Congress Grills Regulators, Executives at Lehman Brothers Hearing

BY jbreslow  April 20, 2010 at 5:18 PM EST

Federal regulators and former executives from Lehman Brothers faced renewed criticism from lawmakers in the House on Tuesday during a hearing examining the policy implications of the investment bank’s collapse in September 2008.

Some of the toughest criticism during the often contentious hearing was directed at the Securities and Exchange Commission.

“At best, regulators failed to catch the accounting manipulation that permitted Lehman to give a misleading picture of its financial health,” said Rep.
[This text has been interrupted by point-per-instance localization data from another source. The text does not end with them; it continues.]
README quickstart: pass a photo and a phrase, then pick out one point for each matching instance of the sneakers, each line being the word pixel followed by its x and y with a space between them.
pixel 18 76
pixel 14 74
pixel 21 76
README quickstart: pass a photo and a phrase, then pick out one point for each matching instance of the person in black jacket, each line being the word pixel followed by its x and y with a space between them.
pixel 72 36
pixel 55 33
Spencer Bachus of Alabama, the top Republican on the committee.

Anton R. Valukas, the court-appointed examiner who authored a scathing post-mortem on Lehman’s collapse, blasted the SEC for not catching Lehman’s use of an accounting gimmick known as “Repo 105.”

“I saw nothing in my investigation to suggest that the SEC asked even the most fundamental questions that might have uncovered this practice early on, before Lehman escalated it to a $50 billion issue,” Valukas said in prepared remarks.
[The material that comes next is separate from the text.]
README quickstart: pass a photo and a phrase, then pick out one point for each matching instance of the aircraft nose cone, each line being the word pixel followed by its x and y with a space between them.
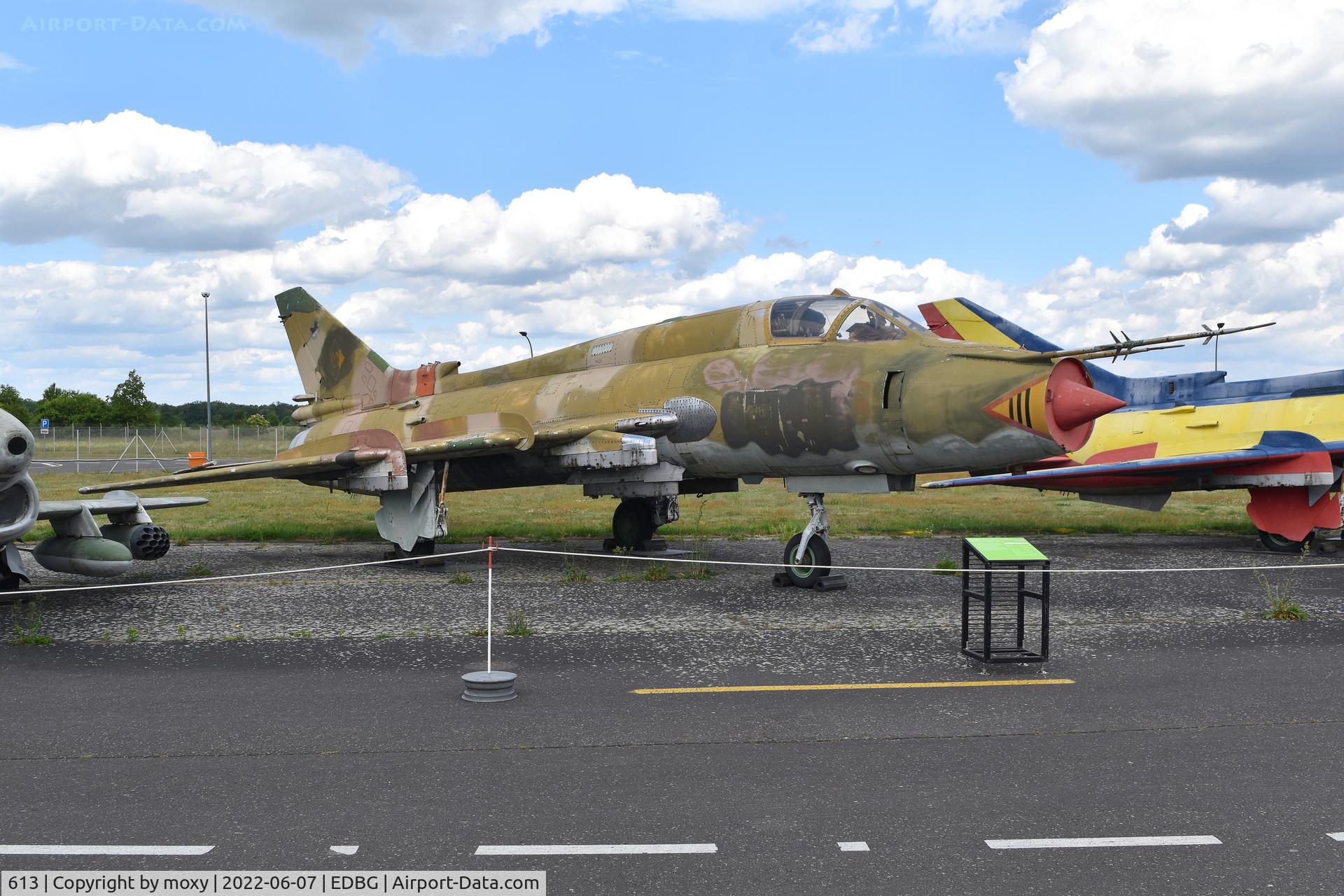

“What is clear,” he added, “is that had the government acted sooner on what it did or should have known, there would have been more opportunities for a soft landing. The markets might have been spared the turmoil of Lehman’s abrupt failure.”
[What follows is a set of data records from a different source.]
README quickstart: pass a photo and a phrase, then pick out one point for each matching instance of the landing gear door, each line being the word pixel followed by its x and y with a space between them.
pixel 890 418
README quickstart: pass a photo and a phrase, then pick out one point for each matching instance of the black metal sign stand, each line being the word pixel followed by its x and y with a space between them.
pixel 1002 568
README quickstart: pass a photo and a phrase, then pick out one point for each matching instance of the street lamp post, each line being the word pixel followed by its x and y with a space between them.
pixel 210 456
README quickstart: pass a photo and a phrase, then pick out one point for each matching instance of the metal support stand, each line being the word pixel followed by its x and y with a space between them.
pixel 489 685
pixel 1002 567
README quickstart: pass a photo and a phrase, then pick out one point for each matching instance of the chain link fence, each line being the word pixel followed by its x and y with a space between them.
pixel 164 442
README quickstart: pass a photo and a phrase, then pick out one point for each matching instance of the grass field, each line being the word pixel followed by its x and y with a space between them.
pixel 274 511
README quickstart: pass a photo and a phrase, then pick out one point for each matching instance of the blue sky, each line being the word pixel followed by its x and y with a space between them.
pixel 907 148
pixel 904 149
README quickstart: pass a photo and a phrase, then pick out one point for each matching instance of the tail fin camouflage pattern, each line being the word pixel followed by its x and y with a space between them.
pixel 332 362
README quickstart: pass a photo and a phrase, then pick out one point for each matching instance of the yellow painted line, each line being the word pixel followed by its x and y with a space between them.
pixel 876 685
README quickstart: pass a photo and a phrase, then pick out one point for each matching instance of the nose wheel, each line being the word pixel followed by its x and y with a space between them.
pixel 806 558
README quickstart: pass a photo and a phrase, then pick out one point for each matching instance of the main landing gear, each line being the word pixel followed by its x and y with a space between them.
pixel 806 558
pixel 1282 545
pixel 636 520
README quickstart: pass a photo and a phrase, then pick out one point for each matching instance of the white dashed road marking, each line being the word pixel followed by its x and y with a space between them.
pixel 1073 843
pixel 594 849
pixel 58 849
Richard Fuld, Lehman’s former chairman and CEO, told the committee that while he had “absolutely no recollection whatsoever of hearing anything about Repo 105 transactions,” he said that officials from both the SEC and the Fed “were privy to everything as it was happening.”

SEC Chairwoman Mary Schapiro, who took over the agency after Lehman’s collapse, acknowledged lapses in the agency’s oversight.

“I don’t think any of us would claim the oversight of Lehman was a success,” Schapiro said.

The committee also heard from William Black of the University of Missouri-Kansas City, who spoke with Paul Solman in February about bank reform.